Los pasos de Ann vacilaron, las comisuras de sus labios se tensaron incómodamente, lo que le dolió en la mejilla, y luego salió caminando lentamente de la casa de la Familia Vaughn.
La Familia Vaughn había practicado medicina por generaciones, una tradición heredada de los médicos imperiales, pero su padre, que menospreciaba la medicina china tradicional, se volcó a defender el desarrollo de la industria de la medicina occidental, abandonando el legado de medicina china de la familia.
Aunque ahora no eran excesivamente ricos, meros tres millones eran solo calderilla para ellos.
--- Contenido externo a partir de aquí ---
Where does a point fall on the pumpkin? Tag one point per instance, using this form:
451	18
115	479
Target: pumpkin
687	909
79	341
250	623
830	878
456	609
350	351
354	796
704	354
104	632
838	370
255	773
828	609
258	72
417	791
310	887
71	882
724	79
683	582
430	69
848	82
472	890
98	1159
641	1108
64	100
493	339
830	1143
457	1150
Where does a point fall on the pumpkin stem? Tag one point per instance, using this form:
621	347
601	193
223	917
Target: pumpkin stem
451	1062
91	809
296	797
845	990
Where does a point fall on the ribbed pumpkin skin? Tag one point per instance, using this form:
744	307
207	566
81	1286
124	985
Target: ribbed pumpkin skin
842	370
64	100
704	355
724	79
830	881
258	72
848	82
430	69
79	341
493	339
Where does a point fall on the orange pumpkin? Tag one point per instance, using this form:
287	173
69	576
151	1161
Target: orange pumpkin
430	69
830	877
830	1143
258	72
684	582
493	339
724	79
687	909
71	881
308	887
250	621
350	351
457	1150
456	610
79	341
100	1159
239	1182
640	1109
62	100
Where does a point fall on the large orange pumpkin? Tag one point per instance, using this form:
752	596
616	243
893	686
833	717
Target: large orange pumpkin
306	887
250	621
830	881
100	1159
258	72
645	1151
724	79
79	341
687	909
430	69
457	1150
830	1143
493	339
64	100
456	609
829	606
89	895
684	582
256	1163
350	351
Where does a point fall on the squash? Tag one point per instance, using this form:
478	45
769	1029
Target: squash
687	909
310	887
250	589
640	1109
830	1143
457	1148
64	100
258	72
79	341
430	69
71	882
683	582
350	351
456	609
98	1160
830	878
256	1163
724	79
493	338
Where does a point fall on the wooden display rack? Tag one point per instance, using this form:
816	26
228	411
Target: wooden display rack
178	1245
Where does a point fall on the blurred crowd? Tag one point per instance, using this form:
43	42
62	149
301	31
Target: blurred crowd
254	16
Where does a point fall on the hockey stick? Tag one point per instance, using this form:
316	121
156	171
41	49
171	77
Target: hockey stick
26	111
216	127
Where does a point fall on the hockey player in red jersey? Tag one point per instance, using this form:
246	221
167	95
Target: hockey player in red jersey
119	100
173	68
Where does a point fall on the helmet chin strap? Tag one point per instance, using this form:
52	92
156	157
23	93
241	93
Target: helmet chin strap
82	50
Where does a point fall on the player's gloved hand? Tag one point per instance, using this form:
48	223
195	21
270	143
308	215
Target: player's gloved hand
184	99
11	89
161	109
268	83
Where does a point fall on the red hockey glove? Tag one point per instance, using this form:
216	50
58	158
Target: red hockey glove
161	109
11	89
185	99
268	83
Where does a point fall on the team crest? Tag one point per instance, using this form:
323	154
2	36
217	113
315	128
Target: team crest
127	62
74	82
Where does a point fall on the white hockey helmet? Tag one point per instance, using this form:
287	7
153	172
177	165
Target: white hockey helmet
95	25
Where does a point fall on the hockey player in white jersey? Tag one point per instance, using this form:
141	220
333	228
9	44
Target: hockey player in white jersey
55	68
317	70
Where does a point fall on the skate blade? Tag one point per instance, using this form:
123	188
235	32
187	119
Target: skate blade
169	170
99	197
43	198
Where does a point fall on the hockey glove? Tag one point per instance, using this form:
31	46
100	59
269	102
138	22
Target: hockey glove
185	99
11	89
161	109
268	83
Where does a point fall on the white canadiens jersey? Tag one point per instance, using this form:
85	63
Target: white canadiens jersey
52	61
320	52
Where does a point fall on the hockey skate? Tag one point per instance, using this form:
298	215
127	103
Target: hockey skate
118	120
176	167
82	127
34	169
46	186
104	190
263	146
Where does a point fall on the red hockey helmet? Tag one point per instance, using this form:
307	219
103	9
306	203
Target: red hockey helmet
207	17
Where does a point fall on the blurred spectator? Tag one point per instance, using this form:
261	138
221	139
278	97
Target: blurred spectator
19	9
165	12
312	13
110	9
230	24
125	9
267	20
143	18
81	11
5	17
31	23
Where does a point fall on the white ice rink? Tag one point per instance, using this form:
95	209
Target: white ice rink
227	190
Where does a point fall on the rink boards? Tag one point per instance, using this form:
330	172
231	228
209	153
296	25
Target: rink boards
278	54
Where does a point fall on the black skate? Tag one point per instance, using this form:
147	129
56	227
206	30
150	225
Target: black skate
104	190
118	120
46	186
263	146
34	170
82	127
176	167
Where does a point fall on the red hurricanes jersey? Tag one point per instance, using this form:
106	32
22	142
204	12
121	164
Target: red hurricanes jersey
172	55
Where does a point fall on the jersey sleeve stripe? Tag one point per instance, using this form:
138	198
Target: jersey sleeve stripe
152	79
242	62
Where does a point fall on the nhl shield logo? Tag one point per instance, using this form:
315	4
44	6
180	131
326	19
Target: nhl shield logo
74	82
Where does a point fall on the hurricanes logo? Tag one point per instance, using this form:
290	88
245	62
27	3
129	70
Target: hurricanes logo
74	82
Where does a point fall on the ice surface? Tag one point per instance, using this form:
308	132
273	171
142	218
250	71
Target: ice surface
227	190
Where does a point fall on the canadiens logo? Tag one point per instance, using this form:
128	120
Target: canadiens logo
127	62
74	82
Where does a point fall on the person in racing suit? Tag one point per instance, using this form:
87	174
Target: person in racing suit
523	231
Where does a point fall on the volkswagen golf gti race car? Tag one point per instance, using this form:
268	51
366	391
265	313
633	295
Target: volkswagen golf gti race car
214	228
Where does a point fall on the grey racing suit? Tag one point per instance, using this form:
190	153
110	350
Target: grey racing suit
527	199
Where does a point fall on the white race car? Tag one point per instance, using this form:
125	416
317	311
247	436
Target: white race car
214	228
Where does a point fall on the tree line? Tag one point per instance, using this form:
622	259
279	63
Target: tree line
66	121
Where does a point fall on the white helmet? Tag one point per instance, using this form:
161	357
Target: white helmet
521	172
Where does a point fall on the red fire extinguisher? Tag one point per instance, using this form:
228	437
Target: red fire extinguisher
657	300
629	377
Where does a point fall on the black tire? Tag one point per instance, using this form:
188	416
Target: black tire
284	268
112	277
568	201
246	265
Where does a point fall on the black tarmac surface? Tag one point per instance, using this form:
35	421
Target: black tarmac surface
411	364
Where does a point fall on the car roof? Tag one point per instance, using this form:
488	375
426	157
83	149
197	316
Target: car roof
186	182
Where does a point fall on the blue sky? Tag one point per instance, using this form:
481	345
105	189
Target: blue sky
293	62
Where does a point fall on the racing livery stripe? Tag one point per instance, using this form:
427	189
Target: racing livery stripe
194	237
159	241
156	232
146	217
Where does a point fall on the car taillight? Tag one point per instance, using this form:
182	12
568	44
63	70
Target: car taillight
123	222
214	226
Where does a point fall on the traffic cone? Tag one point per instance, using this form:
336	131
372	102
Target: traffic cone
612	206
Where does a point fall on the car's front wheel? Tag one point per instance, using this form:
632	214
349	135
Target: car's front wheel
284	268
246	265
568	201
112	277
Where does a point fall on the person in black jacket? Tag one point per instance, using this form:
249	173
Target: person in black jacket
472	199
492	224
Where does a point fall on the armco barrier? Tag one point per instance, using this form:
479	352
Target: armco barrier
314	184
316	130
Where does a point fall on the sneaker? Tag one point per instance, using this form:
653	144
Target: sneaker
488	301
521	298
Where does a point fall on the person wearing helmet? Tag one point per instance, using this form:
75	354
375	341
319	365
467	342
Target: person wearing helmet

Volviendo al presente, Ann agradeció el ungüento portátil que había preparado ella misma, sacó un frasco y lo aplicó suavemente en su mejilla hinchada, dejando escapar un siseo.
Realmente dolía.
Tirando el bastoncillo de algodón, Ann tomó un taxi hasta la pequeña clínica.
Rondando por la pequeña clínica hasta el anochecer, Ann estaba reacia a irse, acuclillada en el callejón, contemplando con anhelo el letrero con la caligrafía de su abuelo.
Las cosas que su abuelo le dejó, tal vez no tendría el poder de reclamarlas.
De repente, desde las profundidades del callejón llegó el sonido apresurado y caótico de pasos, mezclado con respiraciones pesadas que se acercaban cada vez más a Ann.
Sumida en sus pensamientos, Ann no lo notó, y en un instante, ¡el sonido estaba a su lado!
Una fuerza repentinamente tiró de Ann desde el suelo, y antes de que pudiera reaccionar, el hombre frente a ella la atrajo hacia su abrazo.
Su mandíbula ardiente descansaba en la curva del hombro de Ann, apoyándose completamente en ella, un leve olor a sangre la rodeaba.
—Ayúdame, puedo darte lo que sea.
La voz del hombre era baja y profunda, con susurros entrecortados cayendo sobre el hombro de Ann, enviándole un ligero temor desde lo más profundo.
Esta persona probablemente no era buena.
El cuerpo de Ann tembló, extendió su mano para empujarlo, pero él la sujetaba con fuerza, haciendo casi imposible respirar.
En ese momento, más pasos se acercaron a la entrada del callejón, junto con gritos caóticos:
—¿Sabes las consecuencias de dejarlo escapar?
¡Montón de idiotas!
—Si no pueden encontrarlo, ¡los haré fusilar a todos!
Al escuchar estas palabras, y relacionándolas con el hombre que la presionaba, el rostro de Ann cambió instantáneamente de color, forcejeando vehementemente varias veces, pero aún así no pudo liberarse de este hombre aparentemente débil.
Los pasos se dirigían hacia el callejón, el corazón de Ann latía como un tambor, oleadas de pánico la invadieron, ¿la confundirían como cómplice?